Seules 50 organisations sélectionnées peuvent y accéder dans le cadre d'un programme fermé baptisé "Project Glasswing". Les critères de sélection ne sont pas publics.
C'est un signal fort sur la direction stratégique d'Anthropic. Plutôt que de publier ses meilleurs modèles et de les voir détournés, la société choisit de les réserver à des partenaires de confiance. C'est une logique de rareté calculée, à rebours de la course au benchmark ouverte que jouent d'autres acteurs.
Signalons également qu'OpenAI, Anthropic et Google ont annoncé une initiative conjointe au sein du Frontier Model Forum pour lutter contre le vol de modèles via distillation adversariale. Une coopération rare entre concurrents directs, qui montre que certains risques dépassent les logiques concurrentielles ordinaires.
Ce qu'il faut retenir
• Anthropic a dépassé OpenAI en revenus — une première historique dans la course à l'IA.

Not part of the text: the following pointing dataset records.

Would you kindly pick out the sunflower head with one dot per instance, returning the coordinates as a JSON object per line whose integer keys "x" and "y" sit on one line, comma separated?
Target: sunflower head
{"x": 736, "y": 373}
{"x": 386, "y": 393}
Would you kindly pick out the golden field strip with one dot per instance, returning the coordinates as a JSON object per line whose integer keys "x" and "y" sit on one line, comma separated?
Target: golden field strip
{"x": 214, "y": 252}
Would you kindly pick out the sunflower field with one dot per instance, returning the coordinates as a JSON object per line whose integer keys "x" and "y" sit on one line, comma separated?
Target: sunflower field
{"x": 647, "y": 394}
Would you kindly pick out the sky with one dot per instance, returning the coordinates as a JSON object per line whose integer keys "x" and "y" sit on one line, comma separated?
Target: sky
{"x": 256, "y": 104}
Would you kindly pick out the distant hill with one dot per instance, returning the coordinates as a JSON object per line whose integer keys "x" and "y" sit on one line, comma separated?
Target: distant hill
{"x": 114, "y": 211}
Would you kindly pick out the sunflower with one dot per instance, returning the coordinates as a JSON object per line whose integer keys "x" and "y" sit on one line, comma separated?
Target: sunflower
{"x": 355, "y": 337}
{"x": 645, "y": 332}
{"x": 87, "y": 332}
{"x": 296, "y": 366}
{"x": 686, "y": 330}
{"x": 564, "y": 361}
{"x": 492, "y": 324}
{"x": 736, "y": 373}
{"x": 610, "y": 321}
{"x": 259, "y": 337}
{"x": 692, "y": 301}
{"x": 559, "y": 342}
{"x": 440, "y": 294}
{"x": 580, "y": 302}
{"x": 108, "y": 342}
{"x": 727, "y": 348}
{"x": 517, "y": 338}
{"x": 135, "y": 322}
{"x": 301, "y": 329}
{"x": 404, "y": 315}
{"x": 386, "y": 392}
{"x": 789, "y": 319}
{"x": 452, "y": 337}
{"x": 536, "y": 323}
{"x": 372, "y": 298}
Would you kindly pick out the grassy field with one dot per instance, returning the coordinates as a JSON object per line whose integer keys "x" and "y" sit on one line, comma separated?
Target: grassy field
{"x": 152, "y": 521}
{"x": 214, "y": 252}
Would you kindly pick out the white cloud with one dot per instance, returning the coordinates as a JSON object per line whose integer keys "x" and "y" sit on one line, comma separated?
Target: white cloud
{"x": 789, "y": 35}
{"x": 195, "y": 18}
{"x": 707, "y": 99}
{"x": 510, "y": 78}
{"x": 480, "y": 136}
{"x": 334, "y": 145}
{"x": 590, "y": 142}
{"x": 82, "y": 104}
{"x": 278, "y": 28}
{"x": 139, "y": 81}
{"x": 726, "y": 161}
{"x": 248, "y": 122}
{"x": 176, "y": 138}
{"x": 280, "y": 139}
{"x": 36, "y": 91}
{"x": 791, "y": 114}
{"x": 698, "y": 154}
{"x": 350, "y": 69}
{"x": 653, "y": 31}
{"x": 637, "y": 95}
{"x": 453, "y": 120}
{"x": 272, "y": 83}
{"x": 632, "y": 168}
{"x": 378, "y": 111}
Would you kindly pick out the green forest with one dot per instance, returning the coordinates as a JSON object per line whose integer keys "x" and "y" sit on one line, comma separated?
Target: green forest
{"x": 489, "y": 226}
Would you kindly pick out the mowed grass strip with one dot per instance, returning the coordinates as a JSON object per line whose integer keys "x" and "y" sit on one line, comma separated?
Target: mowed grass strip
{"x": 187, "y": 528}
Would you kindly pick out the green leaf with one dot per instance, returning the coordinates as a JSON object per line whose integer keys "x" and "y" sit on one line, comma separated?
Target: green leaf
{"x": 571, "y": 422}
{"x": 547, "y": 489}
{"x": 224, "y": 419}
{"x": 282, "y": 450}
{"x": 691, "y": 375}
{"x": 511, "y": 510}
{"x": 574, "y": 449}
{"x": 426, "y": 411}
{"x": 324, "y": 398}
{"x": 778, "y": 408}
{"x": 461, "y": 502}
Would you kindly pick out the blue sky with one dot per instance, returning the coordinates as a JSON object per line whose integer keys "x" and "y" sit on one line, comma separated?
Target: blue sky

• Cette victoire est celle d'une stratégie B2B face à une stratégie grand public.
• Le vibe coding est l'un des vecteurs d'adoption les plus puissants — mais il crée une crise de gouvernance que les entreprises doivent anticiper.
• Claude Mythos illustre un nouveau modèle : les meilleurs outils IA ne seront peut-être pas accessibles à tous.
• L'alliance contre la distillation adversariale signale que l'écosystème IA entre dans une phase de maturité où la protection des actifs devient prioritaire.
Ce que ça change concrètement
Le vibe coding s'impose comme la norme — ignorer Claude Code ou Cursor, c'est perdre en productivité. Mais intégrer une couche de revue sécurité est désormais indispensable pour rester crédible face à des clients exigeants.
La croissance d'Anthropic confirme que les clients entreprise veulent des solutions fiables et intégrées. C'est l'opportunité de se positionner comme intégrateur de confiance de solutions Claude — pas juste comme utilisateur d'un outil.
Le vibe coding permet de construire un MVP plus vite que jamais. Mais la crise de confiance impose d'inclure systématiquement un audit sécurité dans le cycle de développement. La vitesse sans vérification, c'est de la dette technique accélérée.
Le basculement d'Anthropic vers le B2B montre que l'IA d'entreprise mûrit. Investir dans une intégration Claude structurée — via l'API, Claude Code ou des agents — est désormais une décision stratégique, pas une expérimentation.